Poor Mary Magdalene, before Easter morning she must have wondered if she was bad luck. Faithful Mary, steadfast Mary, she was there with Jesus every step of the way ‘ the trial, the beatings, the humiliation and finally the crucifixion. What must it have been like for Mary that Sunday coming to the tomb early in the morning only to find the sanctity of the grave violated – the stone rolled away and the body missing. Imagine losing someone you love, going to the cemetery to mourn their death and finding their grave seemingly desecrated. Think about how incredibly this would compound your grief. The man she loved, the man she expected to save Israel was dead. He had been killed as a state criminal in the most horrible way. All Mary could do was care for his body and now even that was gone.

But through her tears, in-between her sobs, Mary saw someone approaching, someone who seemed like the gardener. ‘ Mary, this man said to her, just one word, but it was enough. Even on the other side of the grave she knew that voice. His voice gave him away. This was no gardener, it was Jesus. His body hadn’ t been stolen. His grave hadn’ t been defiled. His grave had been liberated. Jesus was alive, whole and standing there in front of her.

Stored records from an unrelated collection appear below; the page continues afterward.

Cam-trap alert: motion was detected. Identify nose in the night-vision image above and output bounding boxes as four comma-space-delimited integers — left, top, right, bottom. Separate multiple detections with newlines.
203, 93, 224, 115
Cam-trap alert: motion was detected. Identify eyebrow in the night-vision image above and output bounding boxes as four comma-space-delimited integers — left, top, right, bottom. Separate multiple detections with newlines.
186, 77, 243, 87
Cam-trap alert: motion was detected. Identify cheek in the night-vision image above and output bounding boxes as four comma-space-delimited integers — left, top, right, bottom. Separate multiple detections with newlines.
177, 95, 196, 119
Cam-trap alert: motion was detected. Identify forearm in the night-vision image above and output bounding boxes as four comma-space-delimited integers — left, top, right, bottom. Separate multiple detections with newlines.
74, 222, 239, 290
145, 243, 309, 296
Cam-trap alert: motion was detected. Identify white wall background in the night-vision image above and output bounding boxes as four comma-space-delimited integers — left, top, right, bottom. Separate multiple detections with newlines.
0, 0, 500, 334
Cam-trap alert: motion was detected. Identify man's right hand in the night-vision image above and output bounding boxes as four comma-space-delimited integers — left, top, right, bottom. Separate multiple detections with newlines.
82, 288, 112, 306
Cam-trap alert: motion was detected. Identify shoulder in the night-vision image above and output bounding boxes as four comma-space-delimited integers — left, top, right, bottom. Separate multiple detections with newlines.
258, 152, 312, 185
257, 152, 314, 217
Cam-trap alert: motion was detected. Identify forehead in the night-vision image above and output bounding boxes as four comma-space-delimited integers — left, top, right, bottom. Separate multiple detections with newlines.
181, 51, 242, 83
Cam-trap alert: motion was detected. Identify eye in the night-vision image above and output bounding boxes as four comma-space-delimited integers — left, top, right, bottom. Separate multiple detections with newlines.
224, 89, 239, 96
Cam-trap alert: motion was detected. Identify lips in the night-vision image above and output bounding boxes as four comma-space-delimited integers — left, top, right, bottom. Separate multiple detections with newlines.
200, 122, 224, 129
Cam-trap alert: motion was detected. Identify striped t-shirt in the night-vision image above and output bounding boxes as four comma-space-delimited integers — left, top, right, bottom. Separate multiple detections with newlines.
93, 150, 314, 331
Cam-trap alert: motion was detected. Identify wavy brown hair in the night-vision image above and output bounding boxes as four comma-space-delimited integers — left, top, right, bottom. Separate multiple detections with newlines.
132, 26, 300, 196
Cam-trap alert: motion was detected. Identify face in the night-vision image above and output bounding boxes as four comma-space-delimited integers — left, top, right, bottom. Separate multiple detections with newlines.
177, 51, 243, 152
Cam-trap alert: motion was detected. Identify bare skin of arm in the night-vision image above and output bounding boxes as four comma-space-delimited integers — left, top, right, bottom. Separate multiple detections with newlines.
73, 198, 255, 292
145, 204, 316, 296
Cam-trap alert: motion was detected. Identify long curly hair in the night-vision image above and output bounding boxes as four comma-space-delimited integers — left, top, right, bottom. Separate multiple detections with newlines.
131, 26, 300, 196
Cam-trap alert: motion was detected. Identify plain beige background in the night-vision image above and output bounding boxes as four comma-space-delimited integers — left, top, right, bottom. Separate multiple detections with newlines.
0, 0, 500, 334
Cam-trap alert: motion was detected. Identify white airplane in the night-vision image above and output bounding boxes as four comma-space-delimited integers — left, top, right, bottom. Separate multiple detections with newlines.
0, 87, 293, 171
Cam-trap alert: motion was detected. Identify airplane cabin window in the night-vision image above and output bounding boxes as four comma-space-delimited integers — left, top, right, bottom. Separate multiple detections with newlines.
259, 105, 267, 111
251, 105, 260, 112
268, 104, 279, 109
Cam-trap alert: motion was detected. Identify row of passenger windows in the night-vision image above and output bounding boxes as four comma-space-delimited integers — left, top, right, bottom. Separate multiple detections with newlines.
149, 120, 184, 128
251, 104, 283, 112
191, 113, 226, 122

I wonder what the disciples thought when she ran and told them the news. Women in those days were not considered reliable witnesses. In court of law a woman’ s testimony mattered little. What must Peter and the others have thought when she came running, screaming at the top of her lungs ‘ the Lord is risen, the Lord is risen! Do you think they believed her at first? Would you have believed her? Do we believe her now on this Easter morning two thousand years later? Well, that’ s the question isn’ t it? On Easter Sunday all of us have to decide how we are going to handle the message of the empty tomb.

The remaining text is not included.